While the spread, calculated by discarding the highest and lowest four quotes before determining the mean of the remaining eight, equates to about $76,000 of interest on a $100 million loan, it represents a growing proportion of Libor as the rate declines. On every day but 10 in the past three months, Royal Bank of Scotland Group, which is under government control, submitted the highest rate in the daily survey, according to Bloomberg data.

"The dispersion of Libor submissions seems to be exceptionally wide," said Marc Chandler, the global head of currency strategy at Brown Brothers Harriman. "There is potential for bifurcation of the financial system between banks perceived to be healthier than others."

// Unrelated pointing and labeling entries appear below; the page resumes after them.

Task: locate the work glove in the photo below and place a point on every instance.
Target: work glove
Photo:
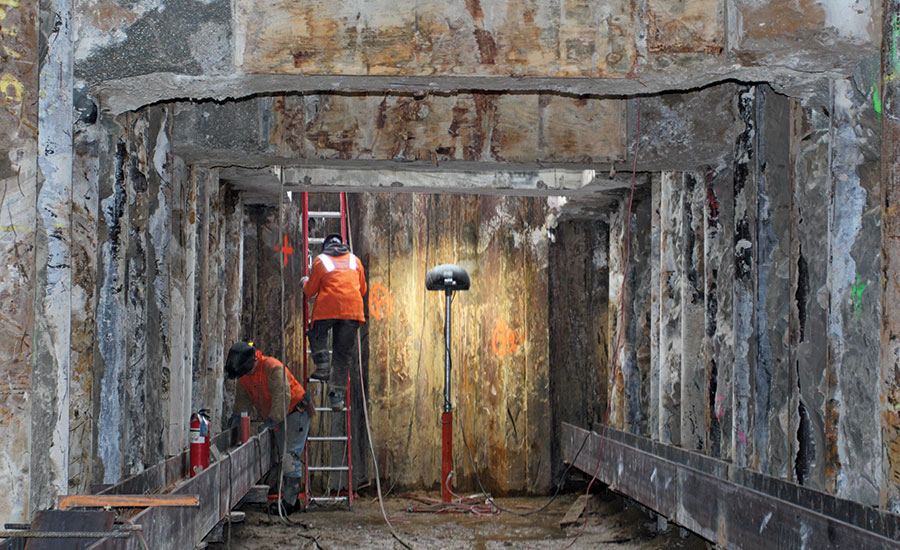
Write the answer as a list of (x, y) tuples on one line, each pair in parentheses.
[(307, 405), (271, 423)]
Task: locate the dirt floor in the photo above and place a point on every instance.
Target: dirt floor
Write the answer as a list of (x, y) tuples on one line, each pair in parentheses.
[(612, 523)]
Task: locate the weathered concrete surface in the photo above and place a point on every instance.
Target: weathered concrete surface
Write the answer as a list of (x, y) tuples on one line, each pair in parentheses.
[(854, 318), (684, 130), (745, 260), (579, 48), (694, 377), (578, 286), (774, 382), (670, 297), (810, 139), (123, 39), (19, 89), (53, 262), (500, 373), (718, 266), (890, 258), (92, 161), (431, 130), (621, 285)]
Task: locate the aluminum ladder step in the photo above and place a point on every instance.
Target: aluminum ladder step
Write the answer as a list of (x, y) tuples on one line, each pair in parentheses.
[(312, 214)]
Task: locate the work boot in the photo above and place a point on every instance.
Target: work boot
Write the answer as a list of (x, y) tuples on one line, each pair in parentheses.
[(336, 397), (322, 372)]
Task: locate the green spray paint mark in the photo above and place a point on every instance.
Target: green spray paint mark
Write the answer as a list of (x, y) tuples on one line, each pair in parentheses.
[(895, 36), (856, 295), (876, 101)]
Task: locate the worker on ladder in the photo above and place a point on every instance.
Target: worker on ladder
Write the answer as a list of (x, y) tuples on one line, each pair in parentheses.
[(272, 390), (338, 283)]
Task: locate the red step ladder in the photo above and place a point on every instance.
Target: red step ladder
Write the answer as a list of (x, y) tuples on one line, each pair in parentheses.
[(311, 470)]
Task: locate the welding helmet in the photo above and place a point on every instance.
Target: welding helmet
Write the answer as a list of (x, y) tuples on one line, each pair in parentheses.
[(241, 359), (334, 238)]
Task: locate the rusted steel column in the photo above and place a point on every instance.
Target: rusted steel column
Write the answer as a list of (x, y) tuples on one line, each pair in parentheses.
[(774, 382), (655, 237), (694, 378), (810, 139), (854, 404), (670, 297), (718, 266), (745, 344), (890, 252)]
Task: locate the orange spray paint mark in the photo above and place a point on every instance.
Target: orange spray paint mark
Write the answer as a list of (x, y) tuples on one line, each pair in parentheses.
[(380, 302), (504, 340)]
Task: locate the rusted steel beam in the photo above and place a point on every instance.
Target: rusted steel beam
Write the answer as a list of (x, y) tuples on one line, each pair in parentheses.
[(219, 487), (126, 501), (732, 506)]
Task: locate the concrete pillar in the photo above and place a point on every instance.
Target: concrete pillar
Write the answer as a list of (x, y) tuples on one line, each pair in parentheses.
[(18, 174), (91, 163), (182, 197), (578, 326), (53, 245), (621, 365), (718, 266), (810, 144), (890, 252), (775, 381), (694, 377), (744, 298), (671, 264), (854, 401), (111, 316), (637, 407)]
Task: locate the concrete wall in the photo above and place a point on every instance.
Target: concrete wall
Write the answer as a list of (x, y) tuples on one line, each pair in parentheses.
[(500, 378), (775, 253)]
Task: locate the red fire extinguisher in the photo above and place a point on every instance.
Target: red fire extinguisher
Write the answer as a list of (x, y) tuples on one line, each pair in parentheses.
[(199, 441)]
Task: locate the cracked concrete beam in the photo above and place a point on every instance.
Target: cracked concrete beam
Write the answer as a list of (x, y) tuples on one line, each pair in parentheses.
[(213, 51), (431, 130)]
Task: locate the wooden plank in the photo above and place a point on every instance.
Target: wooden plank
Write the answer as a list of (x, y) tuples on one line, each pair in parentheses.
[(125, 501), (219, 487), (72, 521)]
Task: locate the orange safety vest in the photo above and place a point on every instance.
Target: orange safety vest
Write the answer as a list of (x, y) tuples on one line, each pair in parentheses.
[(338, 283), (256, 383)]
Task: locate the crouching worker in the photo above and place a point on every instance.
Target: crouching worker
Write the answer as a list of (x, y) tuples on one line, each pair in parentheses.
[(273, 391)]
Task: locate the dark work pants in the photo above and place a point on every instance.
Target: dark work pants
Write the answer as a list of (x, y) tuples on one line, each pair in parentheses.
[(343, 340)]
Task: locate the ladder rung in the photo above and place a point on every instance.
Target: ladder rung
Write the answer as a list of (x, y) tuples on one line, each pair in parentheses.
[(323, 214)]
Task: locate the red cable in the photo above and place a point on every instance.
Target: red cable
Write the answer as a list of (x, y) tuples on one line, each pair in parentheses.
[(620, 328)]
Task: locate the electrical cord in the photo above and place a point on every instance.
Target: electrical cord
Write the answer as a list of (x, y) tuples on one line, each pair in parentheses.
[(366, 418), (490, 499)]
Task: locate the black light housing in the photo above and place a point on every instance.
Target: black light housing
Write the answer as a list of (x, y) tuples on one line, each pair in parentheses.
[(447, 277)]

Lending between banks started to freeze in August 2007, when losses linked to the collapse of U.S. subprime mortgages left financial institutions with billions of dollars in securities and financial contracts they couldn’t value. Losses and writedowns at the world’s biggest financial companies since the start of 2007 have grown to $1.47 trillion.

Concern about the deteriorating health of financial markets peaked in September when Lehman collapsed, Merrill Lynch was sold to Bank of America and American International Group was bailed out by the government.

Yields on Treasuries fell to record lows in 2008 as investors fled corporate bonds and stocks for the safety of government debt. Libor rose even as central banks slashed interest rates, jumping from 2.82 percent in the days before Lehman’s bankruptcy.

U.S. companies have sold a record $600 billion of bonds so far this year, up from about $500 billion in the same period of 2007. Rates on 30-year fixed mortgages are about 1.8 percentage points more than 10-year Treasuries, down from 3.27 percentage points in December. Morgan Stanley’s MSCI World Index of stocks is up almost 38 percent from its low this year in March.

While financial markets are improving, more than 60 U.S. financial institutions have collapsed over the past two years. In its latest quarterly survey of senior loan officers, the Fed found that more than 70 percent of respondents said bad loans will rise should the economy progress "in line with consensus forecasts."

Libor-OIS, which indicates banks’ reluctance to lend, fell to 0.45 percentage point last week, the lowest level since February 2008. Still, futures indicate the measure is about two years away from shrinking to 0.25 percentage point. That’s the level former Fed Chairman Alan Greenspan has said would be considered "normal."

The BBA asks member banks each morning how much it would cost them to borrow from each other for 15 different periods, from overnight to one year, in currencies from dollars to euros and yen. It then calculates averages, throwing out the four highest and lowest quotes, and publishes them after 11:30 a.m. in London.

Libor would have been 0.67625 percent on May 22 when including the four highest and lowest quotes, above the 0.66 percent reported rate. JPMorgan Chase reported the lowest rate, at 0.59 percent, and Royal Bank of Canada the highest, at 0.94 percent.

The difference of 35 basis points was the most since Jan. 9, and up from 21 basis points a week earlier. The disparity averaged almost 58 basis points in the fourth quarter, according to John Ewan, a director of the BBA. Royal Bank of Scotland quoted the highest rate about 85 percent of the time since Feb. 19, according to the BBA.

JPMorgan, which has applied to repay the funds it borrowed under the $700 billion financial rescue package, typically quoted the lowest, data show.

"The disparity and the difference is really a signal to the market of who really wants to make some loans and who’s got the ability to make those loans," said Mark MacQueen, partner and money manager at Sage Advisory Services, which oversees $7.5 billion. "A lot of banks are just trying to hold on to what they have and not really make loans."

Libor came under fire last year amid concern that some banks were underestimating borrowing costs to avoid the perception they were in financial straits.Former Bank of England policy Willem Buiter described Libor last year as the "rate at which banks don’t lend to one another."